Citation Numbers: 135 A. 388, 105 Conn. 373, 1926 Conn. LEXIS 38
Judges: Wheeler, Curtis, Maltbie, Haines, Hinman
Filed Date: 12/16/1926
Status: Precedential
Modified Date: 11/3/2024
The jury might reasonably have found that the injuries from which the plaintiff's decedent, a boy, died, were caused by the defendant's negligence in driving his automobile upon the boy while he was crossing a highway. Only two assignments of error merit consideration. They relate to the same subject-matter. At the conclusion of the charge plaintiff's attorney requested the court to charge the jury in accordance with his requests one and thirteen, upon the last-clear-chance principle. The court responded: *Page 374
"Well, it has rather a remote relation I think to the evidence from either side, but, however, it is no doubt the law, at least the thirteenth," and thereupon read this request.

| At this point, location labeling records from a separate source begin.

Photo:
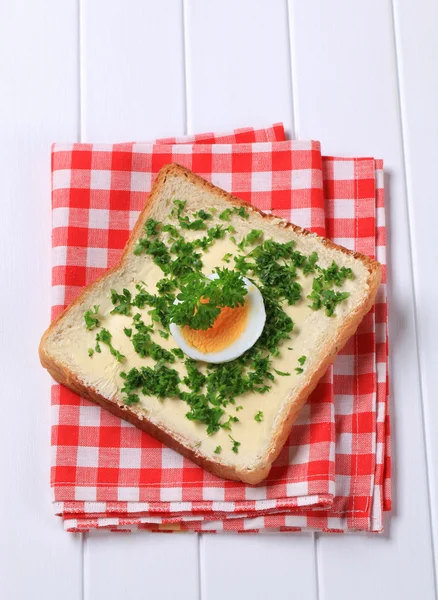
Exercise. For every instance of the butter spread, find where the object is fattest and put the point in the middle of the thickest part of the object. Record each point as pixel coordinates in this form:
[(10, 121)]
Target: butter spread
[(102, 371)]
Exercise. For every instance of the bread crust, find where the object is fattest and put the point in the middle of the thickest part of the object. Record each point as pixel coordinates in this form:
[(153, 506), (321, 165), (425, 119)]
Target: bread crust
[(139, 418)]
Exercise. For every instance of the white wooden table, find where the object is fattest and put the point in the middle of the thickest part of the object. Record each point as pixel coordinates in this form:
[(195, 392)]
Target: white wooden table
[(361, 76)]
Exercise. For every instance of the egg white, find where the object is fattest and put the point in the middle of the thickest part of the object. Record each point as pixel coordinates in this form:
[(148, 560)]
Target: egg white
[(253, 330)]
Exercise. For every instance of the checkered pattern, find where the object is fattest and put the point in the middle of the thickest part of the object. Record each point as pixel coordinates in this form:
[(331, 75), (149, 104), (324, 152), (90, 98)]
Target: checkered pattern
[(106, 473)]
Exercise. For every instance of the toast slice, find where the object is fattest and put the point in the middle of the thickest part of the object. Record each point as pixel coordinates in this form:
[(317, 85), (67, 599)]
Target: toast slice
[(245, 440)]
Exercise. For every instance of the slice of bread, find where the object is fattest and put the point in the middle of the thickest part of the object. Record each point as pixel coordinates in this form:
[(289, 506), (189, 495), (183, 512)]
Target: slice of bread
[(64, 346)]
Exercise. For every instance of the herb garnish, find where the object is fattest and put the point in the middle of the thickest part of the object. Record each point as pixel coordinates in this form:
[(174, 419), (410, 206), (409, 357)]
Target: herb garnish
[(274, 268), (201, 299), (90, 317), (122, 302), (236, 445), (281, 373), (105, 336)]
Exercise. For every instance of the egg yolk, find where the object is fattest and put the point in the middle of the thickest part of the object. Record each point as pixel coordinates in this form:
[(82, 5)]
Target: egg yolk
[(227, 328)]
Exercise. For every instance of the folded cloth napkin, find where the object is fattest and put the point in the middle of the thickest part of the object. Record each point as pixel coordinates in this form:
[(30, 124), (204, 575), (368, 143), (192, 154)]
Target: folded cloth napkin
[(330, 474)]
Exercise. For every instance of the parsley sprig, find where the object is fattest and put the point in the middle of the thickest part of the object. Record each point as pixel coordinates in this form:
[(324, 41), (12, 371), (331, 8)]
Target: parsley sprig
[(90, 317), (201, 299)]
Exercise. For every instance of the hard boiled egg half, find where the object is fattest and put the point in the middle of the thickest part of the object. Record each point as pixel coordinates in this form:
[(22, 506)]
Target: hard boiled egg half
[(234, 331)]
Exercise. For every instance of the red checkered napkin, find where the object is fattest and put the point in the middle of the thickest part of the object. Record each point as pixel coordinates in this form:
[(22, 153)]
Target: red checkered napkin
[(106, 473)]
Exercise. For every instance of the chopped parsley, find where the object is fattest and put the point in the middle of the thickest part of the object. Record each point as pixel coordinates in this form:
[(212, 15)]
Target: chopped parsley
[(90, 317), (226, 257), (236, 445), (253, 236), (105, 337), (201, 299), (240, 211), (144, 345), (161, 381), (275, 267), (281, 373), (178, 352), (151, 227), (122, 302)]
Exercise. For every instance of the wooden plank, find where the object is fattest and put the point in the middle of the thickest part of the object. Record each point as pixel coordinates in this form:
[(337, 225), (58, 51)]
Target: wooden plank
[(132, 56), (39, 103), (238, 74), (257, 566), (346, 95), (238, 70), (133, 89), (417, 52), (152, 565)]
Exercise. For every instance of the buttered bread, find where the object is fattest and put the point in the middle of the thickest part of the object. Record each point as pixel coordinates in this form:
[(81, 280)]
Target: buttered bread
[(214, 327)]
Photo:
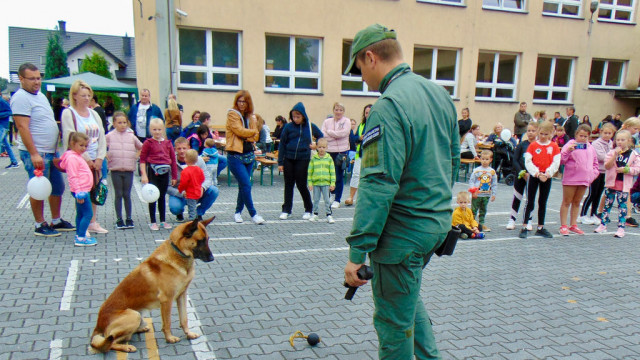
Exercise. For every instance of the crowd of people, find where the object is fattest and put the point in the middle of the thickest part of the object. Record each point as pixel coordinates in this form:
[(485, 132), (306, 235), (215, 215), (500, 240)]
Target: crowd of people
[(183, 162), (593, 160)]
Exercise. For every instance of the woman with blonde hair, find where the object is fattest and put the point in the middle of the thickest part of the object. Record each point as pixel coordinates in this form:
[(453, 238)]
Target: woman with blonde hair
[(172, 120), (242, 133), (80, 118)]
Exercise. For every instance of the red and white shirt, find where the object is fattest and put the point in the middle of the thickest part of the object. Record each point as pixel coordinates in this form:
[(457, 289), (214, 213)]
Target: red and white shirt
[(542, 158)]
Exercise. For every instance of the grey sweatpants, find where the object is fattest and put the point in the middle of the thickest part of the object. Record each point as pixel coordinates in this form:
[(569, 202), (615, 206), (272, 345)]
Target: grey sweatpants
[(122, 182)]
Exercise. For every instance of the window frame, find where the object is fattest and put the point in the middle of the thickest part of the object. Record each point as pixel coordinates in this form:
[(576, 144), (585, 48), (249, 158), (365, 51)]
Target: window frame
[(208, 68), (502, 8), (603, 83), (293, 74), (615, 8), (494, 85), (560, 3), (550, 89), (434, 68), (444, 2)]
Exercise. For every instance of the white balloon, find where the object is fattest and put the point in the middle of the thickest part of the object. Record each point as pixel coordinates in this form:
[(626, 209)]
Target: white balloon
[(150, 193), (39, 187), (505, 135)]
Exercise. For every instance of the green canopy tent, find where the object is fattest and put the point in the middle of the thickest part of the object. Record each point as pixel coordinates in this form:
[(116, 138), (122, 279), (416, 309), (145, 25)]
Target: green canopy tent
[(97, 83)]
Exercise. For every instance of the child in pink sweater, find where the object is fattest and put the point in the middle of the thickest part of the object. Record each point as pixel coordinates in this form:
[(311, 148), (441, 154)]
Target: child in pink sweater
[(80, 183), (122, 154), (622, 164)]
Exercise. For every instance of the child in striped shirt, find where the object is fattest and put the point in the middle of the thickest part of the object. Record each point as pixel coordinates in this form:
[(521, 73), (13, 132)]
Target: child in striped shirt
[(321, 179)]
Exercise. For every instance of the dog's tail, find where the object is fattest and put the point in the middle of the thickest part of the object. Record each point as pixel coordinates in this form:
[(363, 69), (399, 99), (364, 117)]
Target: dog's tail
[(100, 344)]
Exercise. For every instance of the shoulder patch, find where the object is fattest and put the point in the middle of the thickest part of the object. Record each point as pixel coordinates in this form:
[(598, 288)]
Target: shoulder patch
[(371, 136)]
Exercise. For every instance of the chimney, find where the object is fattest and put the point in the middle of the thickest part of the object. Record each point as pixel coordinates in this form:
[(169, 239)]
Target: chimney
[(62, 27), (126, 45)]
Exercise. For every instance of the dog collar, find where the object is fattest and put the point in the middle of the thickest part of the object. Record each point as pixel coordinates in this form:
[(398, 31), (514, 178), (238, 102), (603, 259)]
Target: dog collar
[(178, 251)]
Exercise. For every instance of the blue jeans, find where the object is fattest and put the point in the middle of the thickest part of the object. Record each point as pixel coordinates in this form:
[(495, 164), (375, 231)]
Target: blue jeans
[(222, 163), (4, 141), (242, 172), (50, 171), (83, 217), (176, 204)]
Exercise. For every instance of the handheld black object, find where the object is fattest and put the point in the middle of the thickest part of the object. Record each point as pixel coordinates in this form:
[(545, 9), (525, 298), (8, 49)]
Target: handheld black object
[(364, 273), (450, 242)]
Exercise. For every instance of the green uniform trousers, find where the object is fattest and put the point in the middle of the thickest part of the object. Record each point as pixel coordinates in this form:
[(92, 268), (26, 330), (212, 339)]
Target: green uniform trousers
[(401, 321), (479, 208)]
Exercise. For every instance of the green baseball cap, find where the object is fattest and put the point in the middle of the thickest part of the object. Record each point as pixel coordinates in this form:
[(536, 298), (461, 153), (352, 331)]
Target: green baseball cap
[(365, 37)]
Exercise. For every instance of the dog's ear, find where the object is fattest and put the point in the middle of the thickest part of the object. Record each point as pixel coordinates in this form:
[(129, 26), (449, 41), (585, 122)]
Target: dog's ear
[(191, 228), (207, 222)]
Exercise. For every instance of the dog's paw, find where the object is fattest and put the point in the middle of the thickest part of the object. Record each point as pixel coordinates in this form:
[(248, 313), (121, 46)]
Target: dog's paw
[(192, 336), (172, 339)]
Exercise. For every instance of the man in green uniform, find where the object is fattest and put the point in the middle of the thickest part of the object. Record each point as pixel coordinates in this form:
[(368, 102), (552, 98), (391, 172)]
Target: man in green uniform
[(410, 148)]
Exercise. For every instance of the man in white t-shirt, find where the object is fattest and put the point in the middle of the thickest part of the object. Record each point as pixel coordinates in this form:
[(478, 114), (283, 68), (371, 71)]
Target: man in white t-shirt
[(141, 114), (38, 144)]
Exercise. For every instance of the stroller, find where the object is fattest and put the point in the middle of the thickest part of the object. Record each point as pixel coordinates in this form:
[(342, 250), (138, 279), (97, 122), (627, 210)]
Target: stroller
[(503, 160)]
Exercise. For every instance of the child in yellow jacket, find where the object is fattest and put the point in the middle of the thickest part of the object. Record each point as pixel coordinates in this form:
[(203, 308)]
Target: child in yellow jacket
[(463, 217)]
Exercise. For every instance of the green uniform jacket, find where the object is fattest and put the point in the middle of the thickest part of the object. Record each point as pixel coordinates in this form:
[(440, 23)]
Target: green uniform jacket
[(410, 152)]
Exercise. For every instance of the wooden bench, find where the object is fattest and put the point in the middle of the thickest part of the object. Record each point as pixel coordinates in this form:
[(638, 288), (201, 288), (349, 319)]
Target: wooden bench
[(467, 164)]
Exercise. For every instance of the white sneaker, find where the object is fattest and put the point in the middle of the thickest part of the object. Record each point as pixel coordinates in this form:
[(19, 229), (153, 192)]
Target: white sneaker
[(238, 218), (257, 219)]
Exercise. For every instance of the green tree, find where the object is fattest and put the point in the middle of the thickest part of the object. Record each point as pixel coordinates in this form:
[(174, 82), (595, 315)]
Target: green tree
[(97, 64), (56, 58)]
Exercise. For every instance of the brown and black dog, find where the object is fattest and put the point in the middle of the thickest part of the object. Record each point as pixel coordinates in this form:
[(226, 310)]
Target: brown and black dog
[(156, 283)]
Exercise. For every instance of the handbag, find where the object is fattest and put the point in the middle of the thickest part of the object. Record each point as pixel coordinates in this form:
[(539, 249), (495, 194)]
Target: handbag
[(98, 193)]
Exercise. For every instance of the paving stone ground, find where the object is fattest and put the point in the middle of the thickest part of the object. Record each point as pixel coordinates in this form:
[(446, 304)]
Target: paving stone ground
[(573, 297)]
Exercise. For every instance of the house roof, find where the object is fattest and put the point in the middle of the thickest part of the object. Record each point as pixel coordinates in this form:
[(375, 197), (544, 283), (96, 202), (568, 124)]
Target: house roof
[(28, 44), (97, 83)]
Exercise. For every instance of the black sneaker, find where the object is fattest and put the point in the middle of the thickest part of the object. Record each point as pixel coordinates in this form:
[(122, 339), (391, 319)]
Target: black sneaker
[(523, 233), (63, 225), (544, 233), (129, 224), (631, 222), (45, 230)]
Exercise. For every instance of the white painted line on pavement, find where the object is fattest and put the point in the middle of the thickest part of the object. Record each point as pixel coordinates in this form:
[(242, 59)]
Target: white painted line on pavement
[(65, 303), (261, 253), (311, 234), (232, 238), (200, 345), (56, 349), (23, 201)]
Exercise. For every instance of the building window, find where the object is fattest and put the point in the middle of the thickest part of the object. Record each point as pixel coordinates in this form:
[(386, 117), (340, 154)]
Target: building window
[(506, 5), (444, 2), (616, 10), (568, 8), (352, 84), (606, 73), (209, 59), (496, 78), (292, 64), (439, 65), (554, 80)]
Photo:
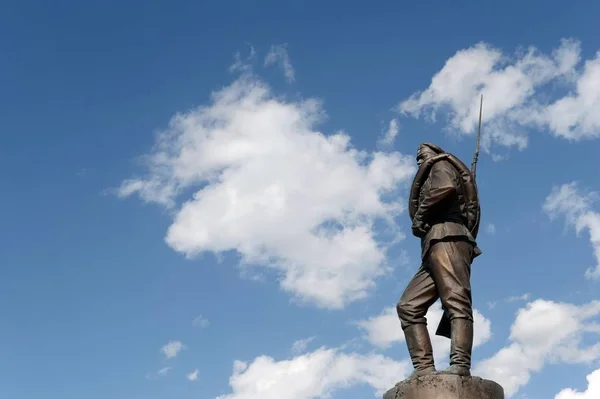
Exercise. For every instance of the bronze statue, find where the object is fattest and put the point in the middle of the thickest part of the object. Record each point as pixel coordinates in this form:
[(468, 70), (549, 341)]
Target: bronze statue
[(444, 208)]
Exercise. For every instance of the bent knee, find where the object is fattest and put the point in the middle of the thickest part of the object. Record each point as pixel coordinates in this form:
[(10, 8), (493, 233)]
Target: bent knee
[(408, 312)]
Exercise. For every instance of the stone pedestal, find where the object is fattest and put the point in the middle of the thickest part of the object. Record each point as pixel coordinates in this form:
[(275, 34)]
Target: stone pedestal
[(445, 387)]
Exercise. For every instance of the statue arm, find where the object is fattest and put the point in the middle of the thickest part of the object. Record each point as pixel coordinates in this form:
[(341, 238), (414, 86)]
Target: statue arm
[(439, 187)]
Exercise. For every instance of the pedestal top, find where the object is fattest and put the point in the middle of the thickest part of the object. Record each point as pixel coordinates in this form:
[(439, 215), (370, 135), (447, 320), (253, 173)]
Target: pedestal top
[(440, 386)]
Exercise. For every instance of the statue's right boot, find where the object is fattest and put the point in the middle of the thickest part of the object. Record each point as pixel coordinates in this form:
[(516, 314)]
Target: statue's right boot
[(460, 348), (420, 349)]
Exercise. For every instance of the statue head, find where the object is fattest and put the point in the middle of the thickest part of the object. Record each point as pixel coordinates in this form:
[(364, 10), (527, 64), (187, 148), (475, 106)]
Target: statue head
[(426, 151)]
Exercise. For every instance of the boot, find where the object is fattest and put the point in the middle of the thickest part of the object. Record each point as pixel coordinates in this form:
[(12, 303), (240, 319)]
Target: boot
[(460, 348), (420, 349)]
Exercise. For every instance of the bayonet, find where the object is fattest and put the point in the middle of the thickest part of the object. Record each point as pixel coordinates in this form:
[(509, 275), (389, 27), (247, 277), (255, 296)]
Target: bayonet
[(476, 156)]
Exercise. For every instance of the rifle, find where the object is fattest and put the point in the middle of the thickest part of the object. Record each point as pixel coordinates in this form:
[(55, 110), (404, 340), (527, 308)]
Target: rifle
[(476, 156)]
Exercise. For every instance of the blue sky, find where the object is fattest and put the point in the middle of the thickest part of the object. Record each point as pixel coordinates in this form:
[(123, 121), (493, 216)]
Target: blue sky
[(206, 199)]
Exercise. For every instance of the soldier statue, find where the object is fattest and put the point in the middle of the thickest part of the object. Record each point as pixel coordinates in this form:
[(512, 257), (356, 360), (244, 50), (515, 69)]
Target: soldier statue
[(444, 208)]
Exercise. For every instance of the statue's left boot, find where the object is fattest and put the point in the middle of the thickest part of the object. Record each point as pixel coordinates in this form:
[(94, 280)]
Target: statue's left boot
[(461, 345)]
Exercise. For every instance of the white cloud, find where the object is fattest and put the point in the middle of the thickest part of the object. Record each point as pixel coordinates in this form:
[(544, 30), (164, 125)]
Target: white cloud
[(543, 332), (390, 134), (201, 322), (276, 190), (313, 375), (158, 374), (193, 376), (524, 297), (514, 97), (243, 65), (384, 330), (171, 349), (592, 391), (576, 206), (278, 55), (301, 345)]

Neither party offered evidence to prove facts which would make this principle applicable. Further, these requests did not accord with our rule of law, neither did the charge made in explanation of the request read, in that it omitted the second of the conditions necessary to bring a situation within the operation of the last-clear-chance principle, viz., that the defendant became, or in the exercise of ordinary prudence ought to have become aware, not only of the position of peril of this boy, but also that he either reasonably could not escape from it or apparently would not avail himself of opportunities open to him for so doing. Fine v. Connecticut Co.,
There is error and a new trial is ordered.